What does it take to be successful with multicultural media?
Positive storytelling firmly rooted in a commitment to building the relationship.
As with any relationship, you have to put in the time, and you have to listen. At TVA, we have learned this lesson through building longstanding relationships with trusted media outlets delivering news in over 20 languages throughout the Pacific Northwest.
Relationship building cannot be skipped or rushed—not if you want results
You must invest in getting to know each outlet and the types of stories that are relevant to each community. What do people care about? What is affecting them? Who do they trust? “Positive storytelling” is critical.
Marginalized communities are all too accustomed to traditional media painting them in a negative light.

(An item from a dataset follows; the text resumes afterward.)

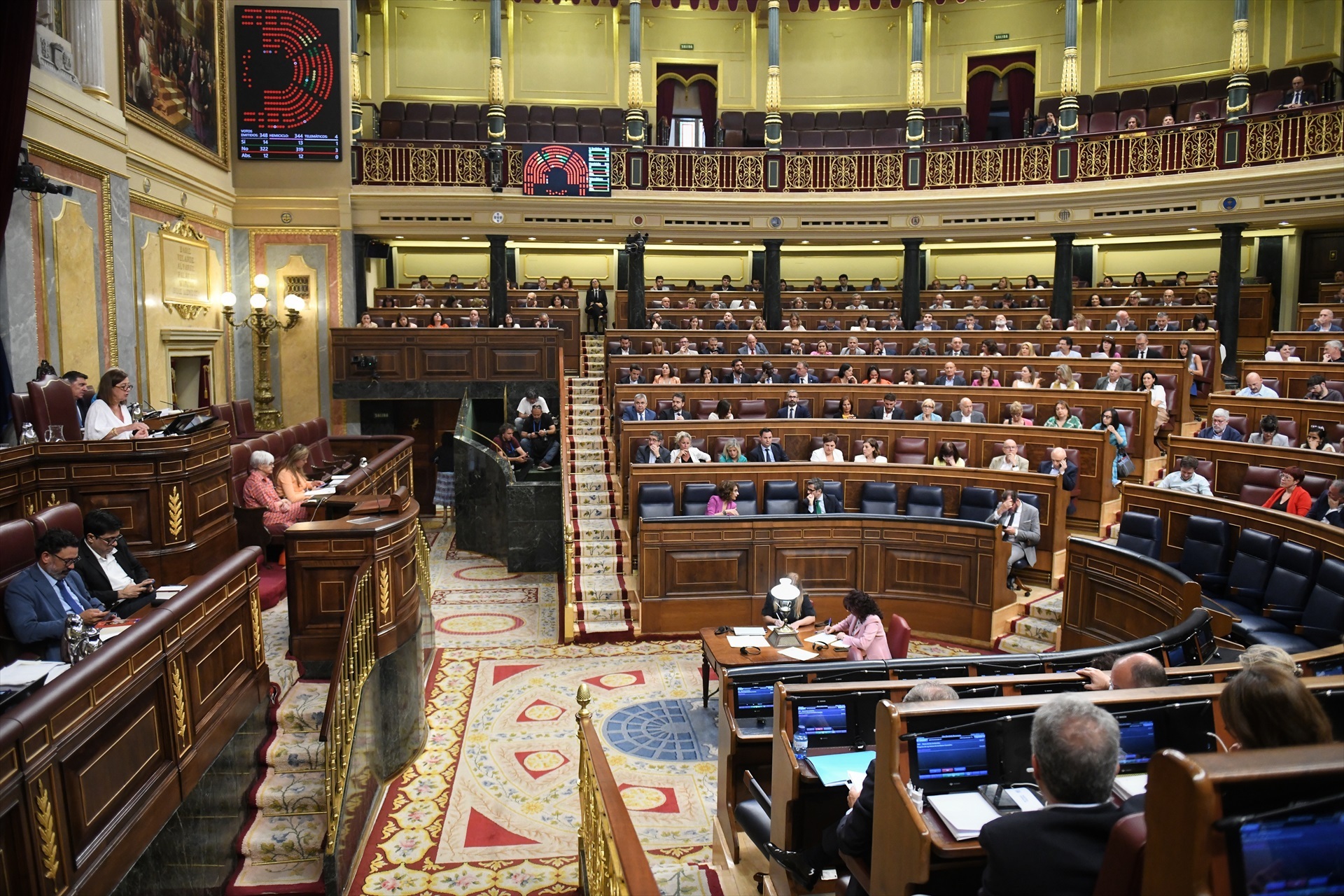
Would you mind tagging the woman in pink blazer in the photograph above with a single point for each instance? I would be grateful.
(862, 630)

At worst, they are portrayed as criminals and freeloaders, and at best, as rare exceptions to those rules. Is it any wonder that multicultural media outlets are hungry for stories that shine a positive light on their audience without tokenizing them?
How will you “do multicultural media” in practice?

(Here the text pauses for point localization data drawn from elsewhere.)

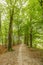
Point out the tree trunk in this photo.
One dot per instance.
(31, 37)
(10, 30)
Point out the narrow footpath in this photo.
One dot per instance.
(20, 56)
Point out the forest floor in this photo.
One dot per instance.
(22, 55)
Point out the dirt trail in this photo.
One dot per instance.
(24, 57)
(21, 56)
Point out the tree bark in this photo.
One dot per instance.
(10, 30)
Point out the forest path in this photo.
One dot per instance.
(21, 56)
(24, 58)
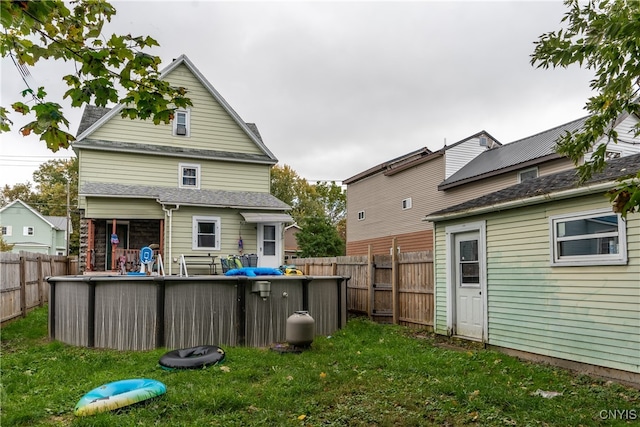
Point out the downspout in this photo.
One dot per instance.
(168, 213)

Learn, connect, relate, compensate, and manage expectations.
If you want to take an equity-driven, relationship-based approach to building multicultural media relationships, here’s what to expect:
Get to know the various editorial styles, story formats, and subject matter relevant to each media outlet and their surrounding communities.
Multicultural media partners appreciate interviews that uncover how a story directly impacts and benefits their community. At TVA, we highlight how our client’s stories, company news, events, or services are relevant to the audience and culturally appropriate.

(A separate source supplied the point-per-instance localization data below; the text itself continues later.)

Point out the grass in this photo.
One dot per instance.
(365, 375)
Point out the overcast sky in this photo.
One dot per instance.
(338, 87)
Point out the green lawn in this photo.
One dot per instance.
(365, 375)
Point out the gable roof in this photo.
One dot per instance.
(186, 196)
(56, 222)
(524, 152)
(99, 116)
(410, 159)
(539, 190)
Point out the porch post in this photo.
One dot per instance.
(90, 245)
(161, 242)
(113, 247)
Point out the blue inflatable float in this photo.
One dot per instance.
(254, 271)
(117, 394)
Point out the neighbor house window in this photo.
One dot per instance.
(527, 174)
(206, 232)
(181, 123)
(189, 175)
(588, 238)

Devote time and energy into meeting each media outlet team in person. It may seem obvious, but you’ll have more success pitching stories to people who know and trust you. At TVA, we push our clients to make deeper connections to help them understand community members’ perspectives.
3. Be human
The best storytelling is created through open and candid conversation. What your organization does is important to you, but until you sit down and have an honest, two-way conversation, you can’t know if and how it’s important to others. We can help prepare you through spokesperson development, media training, key message point creation, and interview briefings. We can also help you create accessible media materials—ones that transform jargon into “speaking human” and transcreate information into other languages.
4. Compensate equitably
Multicultural media outlets often distribute news for free, with an income based entirely on advertising dollars. Most people at multicultural outlets are used to being underpaid and overworked.
Frankly, if you want to engage with them, you should think about whether you are going to perpetuate that reality or join us in changing it. At TVA, we advocate for our community media partners, ensuring they understand the value of their demanding work and the importance of their role as the bridge to community.
5. Manage expectations
Small media outlet staff often juggle production, writing, editing, posting, and long on-air hours every day. Think twice before you make a last-minute request for their attendance at a press conference across town. With small, scrappy teams, a real-time (aka, last minute) press release postings or custom article may not be feasible. At TVA, we can help you understand editorial processes and timelines and develop best practices for multicultural media.